According to him, before turning to the cash crops, Madagascar should aim for food self-sufficiency.
“Madagascar's limited arable land should be reserved for food crops consumed domestically, not for exports that add flavor to Western foods or lucrative concessions to foreign companies.
— Stian Rice, geographer, visiting research assistant at the University of Maryland
Humanitarian organizations are trying to support Malagasy people to overcome their dependence on foreign aid. Beyond an emergency response during disasters, their objective is to enable the inhabitants of the Great South to no longer suffer from food insecurity in the future, explains Xavier Poncin, from Action against Hunger.
National road 13, in the south of Madagascar, is a good illustration of the poor state of the roads in the Great South of Madagascar, a major obstacle to the development of the region.
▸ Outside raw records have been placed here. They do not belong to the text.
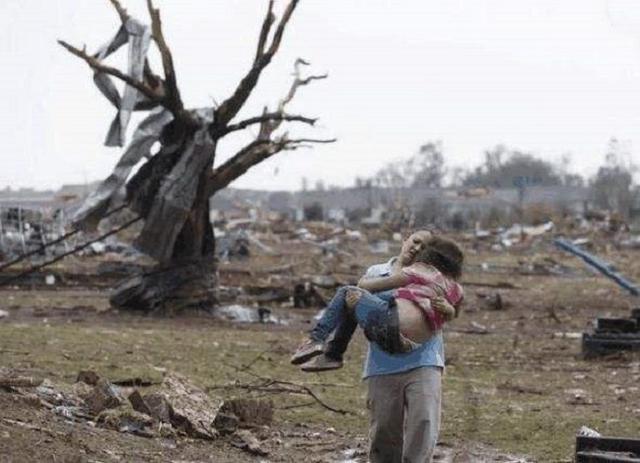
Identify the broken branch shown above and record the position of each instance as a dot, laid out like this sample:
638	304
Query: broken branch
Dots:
264	31
230	107
268	117
173	94
97	66
124	16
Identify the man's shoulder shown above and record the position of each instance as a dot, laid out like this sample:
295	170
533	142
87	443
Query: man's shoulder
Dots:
380	269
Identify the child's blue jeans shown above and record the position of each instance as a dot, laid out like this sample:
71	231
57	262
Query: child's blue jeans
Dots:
375	313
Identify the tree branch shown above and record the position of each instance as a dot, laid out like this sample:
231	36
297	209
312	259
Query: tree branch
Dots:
252	154
230	107
268	117
264	31
172	92
124	16
97	66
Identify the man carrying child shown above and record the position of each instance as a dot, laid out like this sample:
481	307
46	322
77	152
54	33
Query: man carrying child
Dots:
404	391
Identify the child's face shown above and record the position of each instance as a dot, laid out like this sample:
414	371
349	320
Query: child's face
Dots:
413	245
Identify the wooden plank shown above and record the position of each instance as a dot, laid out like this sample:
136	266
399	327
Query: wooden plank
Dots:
598	457
616	325
602	344
608	444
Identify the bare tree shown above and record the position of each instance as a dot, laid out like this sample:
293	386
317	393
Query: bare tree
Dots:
172	188
613	183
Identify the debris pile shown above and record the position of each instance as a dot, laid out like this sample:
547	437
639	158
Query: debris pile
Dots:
613	335
176	407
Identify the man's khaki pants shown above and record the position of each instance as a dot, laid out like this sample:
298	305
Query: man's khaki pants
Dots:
404	415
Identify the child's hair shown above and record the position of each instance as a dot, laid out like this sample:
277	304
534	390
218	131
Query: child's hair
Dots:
443	254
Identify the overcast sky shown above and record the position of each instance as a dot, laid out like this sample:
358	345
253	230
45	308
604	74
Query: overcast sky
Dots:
546	76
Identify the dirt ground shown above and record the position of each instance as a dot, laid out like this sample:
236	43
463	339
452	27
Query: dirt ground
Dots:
515	388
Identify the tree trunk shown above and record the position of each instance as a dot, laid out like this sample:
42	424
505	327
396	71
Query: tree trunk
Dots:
187	281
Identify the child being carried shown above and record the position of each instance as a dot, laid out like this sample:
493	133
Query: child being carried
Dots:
405	309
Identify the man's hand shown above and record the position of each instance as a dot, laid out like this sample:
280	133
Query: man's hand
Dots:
441	305
352	297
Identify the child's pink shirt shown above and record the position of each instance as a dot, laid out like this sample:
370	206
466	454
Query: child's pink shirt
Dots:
425	283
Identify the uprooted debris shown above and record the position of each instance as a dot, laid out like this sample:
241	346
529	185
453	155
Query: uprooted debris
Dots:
176	407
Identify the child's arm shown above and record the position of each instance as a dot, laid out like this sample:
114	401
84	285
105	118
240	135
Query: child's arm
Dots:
374	285
440	304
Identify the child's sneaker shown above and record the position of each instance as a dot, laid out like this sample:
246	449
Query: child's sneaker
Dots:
307	351
321	363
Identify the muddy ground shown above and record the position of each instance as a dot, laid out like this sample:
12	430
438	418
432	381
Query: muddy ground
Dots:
515	388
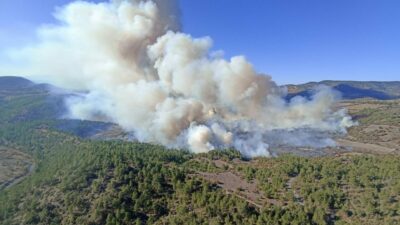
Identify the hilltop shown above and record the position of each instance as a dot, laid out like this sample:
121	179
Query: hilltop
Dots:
352	89
56	173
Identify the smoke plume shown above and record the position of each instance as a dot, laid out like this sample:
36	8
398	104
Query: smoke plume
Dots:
133	67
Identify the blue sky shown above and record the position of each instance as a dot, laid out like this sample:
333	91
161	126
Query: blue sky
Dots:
293	40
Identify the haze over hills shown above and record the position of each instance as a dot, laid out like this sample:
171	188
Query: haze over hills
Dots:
382	90
54	172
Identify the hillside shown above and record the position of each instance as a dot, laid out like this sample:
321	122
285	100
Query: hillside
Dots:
352	89
76	179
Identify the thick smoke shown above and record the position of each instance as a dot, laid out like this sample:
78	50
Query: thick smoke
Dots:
133	67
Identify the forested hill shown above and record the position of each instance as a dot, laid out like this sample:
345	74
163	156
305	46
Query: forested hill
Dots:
352	89
76	180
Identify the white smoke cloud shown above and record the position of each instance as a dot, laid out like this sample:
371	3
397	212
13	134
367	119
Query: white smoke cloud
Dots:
137	70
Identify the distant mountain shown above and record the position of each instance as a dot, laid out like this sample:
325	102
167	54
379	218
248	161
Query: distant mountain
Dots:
23	101
351	89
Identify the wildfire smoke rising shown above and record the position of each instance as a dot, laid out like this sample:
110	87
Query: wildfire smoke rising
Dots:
137	70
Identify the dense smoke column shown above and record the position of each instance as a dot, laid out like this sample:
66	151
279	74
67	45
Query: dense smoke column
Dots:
137	70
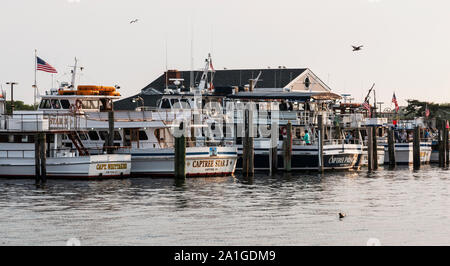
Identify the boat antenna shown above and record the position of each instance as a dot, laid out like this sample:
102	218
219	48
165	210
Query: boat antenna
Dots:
167	69
74	73
191	78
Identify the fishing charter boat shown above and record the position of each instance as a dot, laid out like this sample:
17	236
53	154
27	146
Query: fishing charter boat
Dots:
302	110
18	158
147	135
403	137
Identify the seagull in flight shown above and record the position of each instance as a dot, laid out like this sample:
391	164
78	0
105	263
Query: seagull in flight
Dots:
357	48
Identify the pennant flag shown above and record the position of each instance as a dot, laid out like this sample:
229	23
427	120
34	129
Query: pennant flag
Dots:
394	100
44	66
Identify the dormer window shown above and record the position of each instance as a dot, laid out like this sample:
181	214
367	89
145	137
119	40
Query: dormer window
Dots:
307	83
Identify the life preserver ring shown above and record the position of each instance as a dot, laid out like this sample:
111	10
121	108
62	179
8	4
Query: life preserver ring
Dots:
78	104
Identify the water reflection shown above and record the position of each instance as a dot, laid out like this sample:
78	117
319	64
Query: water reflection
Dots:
284	209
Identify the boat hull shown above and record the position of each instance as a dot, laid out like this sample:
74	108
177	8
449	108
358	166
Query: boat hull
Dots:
365	159
200	162
404	153
305	157
83	167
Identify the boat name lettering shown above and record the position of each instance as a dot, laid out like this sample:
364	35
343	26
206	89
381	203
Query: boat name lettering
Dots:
210	163
340	160
111	166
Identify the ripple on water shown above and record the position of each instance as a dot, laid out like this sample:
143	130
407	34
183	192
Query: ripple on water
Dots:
399	207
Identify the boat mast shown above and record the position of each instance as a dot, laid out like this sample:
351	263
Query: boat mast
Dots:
74	73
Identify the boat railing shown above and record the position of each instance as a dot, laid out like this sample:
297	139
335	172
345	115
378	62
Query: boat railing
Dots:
39	122
58	153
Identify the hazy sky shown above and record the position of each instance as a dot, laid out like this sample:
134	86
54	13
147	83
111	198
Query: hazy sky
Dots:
406	42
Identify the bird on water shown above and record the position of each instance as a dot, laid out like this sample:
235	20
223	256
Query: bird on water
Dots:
357	48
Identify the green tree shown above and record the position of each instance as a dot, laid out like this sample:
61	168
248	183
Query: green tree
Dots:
417	108
19	106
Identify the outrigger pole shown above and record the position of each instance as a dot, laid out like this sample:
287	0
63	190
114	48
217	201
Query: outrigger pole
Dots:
35	80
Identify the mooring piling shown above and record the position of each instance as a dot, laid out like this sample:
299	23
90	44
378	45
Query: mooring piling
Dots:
287	148
375	148
110	141
391	148
43	156
370	149
416	148
247	145
180	155
446	145
273	149
442	153
37	161
320	143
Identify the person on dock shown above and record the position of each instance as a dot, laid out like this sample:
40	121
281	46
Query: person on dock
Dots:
306	138
404	136
397	136
427	134
348	138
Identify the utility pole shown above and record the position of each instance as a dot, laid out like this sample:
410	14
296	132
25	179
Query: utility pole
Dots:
12	94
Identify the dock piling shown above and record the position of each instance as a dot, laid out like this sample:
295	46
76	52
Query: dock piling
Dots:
391	148
375	148
247	145
370	149
180	155
43	156
439	125
320	144
273	149
287	145
37	161
110	141
416	148
446	144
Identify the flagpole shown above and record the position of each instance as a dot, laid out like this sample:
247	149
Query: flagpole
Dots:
35	70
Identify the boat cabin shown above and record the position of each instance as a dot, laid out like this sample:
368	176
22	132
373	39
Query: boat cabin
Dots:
85	98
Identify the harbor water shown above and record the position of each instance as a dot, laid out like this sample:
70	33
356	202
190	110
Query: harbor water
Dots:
401	207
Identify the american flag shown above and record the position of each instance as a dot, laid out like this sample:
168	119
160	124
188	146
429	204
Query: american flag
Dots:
211	66
44	66
394	100
427	111
366	106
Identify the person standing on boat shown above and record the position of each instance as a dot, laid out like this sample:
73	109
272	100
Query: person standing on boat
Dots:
306	138
397	136
427	134
404	136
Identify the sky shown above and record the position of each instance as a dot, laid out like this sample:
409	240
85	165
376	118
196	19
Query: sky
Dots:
405	42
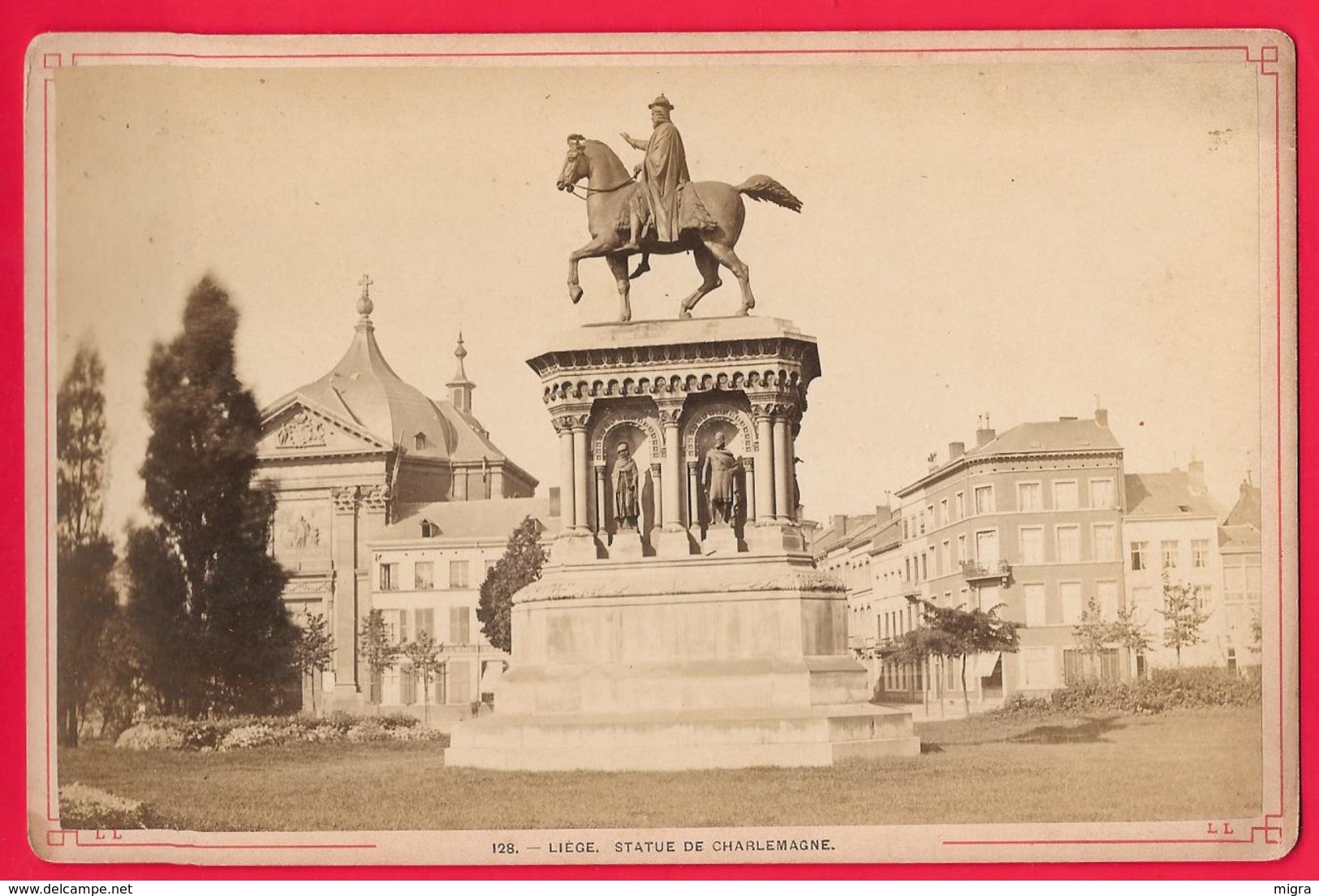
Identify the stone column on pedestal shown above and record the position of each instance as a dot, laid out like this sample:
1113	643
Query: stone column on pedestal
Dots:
765	462
344	624
580	474
671	539
749	487
566	472
601	508
782	465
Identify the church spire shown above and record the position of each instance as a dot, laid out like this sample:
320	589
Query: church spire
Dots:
460	388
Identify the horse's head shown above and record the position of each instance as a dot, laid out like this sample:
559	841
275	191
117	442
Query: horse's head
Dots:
574	164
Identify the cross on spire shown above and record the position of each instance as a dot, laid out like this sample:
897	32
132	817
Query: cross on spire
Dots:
364	305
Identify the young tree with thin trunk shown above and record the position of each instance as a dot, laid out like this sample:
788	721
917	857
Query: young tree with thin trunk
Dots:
84	557
515	571
424	655
1182	615
205	590
313	651
379	653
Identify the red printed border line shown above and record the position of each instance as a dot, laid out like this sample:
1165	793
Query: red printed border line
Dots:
1268	57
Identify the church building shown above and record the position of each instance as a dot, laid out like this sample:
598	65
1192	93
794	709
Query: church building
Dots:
369	472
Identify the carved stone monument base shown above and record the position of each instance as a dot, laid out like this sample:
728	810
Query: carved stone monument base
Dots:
719	540
719	661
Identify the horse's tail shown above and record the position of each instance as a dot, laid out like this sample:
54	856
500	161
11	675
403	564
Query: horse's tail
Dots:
763	187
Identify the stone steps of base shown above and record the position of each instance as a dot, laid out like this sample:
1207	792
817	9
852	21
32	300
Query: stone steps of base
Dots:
688	729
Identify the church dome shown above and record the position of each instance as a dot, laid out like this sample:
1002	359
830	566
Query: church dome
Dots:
364	390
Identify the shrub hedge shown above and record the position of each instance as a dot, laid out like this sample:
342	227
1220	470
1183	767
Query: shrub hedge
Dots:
88	808
1161	691
246	731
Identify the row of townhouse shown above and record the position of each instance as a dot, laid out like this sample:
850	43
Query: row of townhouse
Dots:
1034	523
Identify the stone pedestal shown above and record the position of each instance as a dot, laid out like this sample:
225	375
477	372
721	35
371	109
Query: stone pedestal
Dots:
713	653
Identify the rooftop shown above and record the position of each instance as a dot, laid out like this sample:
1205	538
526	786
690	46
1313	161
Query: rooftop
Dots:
1167	493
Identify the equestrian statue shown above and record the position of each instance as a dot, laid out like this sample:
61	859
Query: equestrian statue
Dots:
658	210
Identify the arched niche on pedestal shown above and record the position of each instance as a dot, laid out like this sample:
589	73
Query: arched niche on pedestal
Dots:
636	425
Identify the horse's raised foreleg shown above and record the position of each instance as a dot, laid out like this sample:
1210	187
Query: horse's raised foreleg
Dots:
709	268
727	257
597	247
619	267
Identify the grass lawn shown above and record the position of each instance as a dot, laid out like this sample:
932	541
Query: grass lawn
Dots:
1181	765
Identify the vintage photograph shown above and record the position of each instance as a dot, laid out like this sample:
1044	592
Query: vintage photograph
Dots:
795	448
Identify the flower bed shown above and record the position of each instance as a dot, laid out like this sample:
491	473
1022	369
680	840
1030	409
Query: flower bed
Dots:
1164	689
246	731
88	808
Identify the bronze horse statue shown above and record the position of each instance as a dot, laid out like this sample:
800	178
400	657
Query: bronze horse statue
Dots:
610	190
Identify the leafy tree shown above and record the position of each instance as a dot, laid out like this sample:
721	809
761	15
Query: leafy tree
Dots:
1127	631
424	655
205	590
313	651
960	634
515	571
1182	615
377	651
84	557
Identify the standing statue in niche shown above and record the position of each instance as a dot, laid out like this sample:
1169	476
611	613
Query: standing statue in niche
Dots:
719	480
627	482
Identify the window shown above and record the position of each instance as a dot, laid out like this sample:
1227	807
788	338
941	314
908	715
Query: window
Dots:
1065	495
1107	594
1028	497
1106	541
458	573
1033	545
1069	544
1101	493
1034	599
1070	592
459	626
425	622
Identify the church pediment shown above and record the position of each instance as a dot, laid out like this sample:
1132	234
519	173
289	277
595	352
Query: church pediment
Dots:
299	428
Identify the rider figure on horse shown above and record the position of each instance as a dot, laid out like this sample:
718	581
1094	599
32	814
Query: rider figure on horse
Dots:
662	200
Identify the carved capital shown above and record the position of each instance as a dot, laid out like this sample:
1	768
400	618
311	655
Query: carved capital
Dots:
344	499
375	498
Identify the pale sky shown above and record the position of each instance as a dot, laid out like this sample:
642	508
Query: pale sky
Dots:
1002	238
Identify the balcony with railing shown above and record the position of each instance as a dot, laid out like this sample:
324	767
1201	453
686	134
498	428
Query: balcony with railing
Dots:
976	573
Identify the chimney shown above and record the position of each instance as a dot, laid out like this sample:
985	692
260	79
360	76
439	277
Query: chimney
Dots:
1196	472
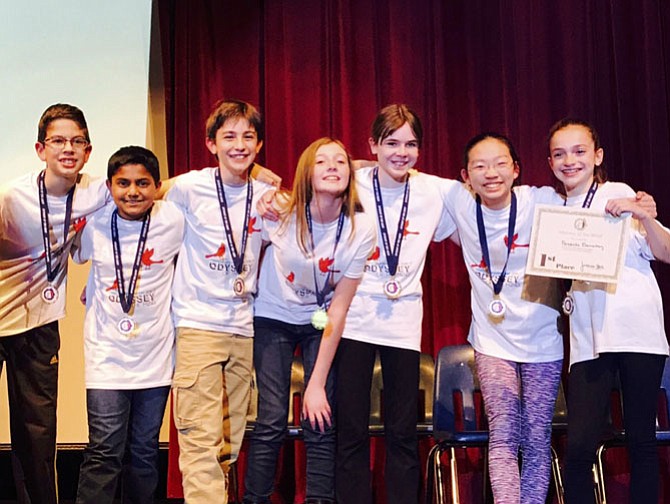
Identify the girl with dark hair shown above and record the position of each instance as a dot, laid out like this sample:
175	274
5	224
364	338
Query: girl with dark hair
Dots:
385	315
515	320
613	328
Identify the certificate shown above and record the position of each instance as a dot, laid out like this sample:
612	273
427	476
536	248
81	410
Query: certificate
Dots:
577	243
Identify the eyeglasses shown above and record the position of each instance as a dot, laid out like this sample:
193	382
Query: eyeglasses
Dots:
59	143
499	166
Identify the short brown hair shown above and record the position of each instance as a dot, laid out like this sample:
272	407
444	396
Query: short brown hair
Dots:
233	109
61	111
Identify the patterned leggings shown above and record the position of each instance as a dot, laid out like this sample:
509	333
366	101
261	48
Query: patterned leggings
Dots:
519	401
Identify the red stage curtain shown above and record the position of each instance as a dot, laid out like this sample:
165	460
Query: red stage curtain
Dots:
325	67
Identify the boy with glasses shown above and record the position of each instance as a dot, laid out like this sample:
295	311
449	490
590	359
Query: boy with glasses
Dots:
40	214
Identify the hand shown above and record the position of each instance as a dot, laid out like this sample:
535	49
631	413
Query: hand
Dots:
642	206
315	408
648	202
263	174
266	208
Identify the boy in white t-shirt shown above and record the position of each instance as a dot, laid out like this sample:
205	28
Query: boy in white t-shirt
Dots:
40	214
212	301
128	332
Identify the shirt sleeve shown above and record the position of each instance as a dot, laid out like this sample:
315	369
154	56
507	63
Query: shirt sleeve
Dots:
448	190
82	247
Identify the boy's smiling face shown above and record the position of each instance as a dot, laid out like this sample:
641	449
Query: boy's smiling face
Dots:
134	190
67	161
235	146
This requires the repair of roads as well as the construction of dams and irrigation canals. Humanitarian organizations also provide seeds or agricultural tools to replace those that farmers had to sell to buy food during the crisis.
In parallel, other programs focus on drilling new water points and monitoring groundwater tables.
In the longer term, the response requires a transition to agriculture that is more resilient to climate change.
In southern regions, 90% of the population depends on agriculture or livestock for their survival, notes Xavier Poncin. The whole point is to make these economic activities less dependent on the climate.
Without denying the impact of global warming, we must go beyond the discourse that presents Madagascar as a victim of climate change, stresses Stian Rice.
“To emphasize only that is to minimize a failure long-term political, social and foreign policy.
—Stian Rice, geographer, visiting research assistant at the University of Maryland.
In 2020-2021, Canada gave $21.06 million to finance various programs in Madagascar.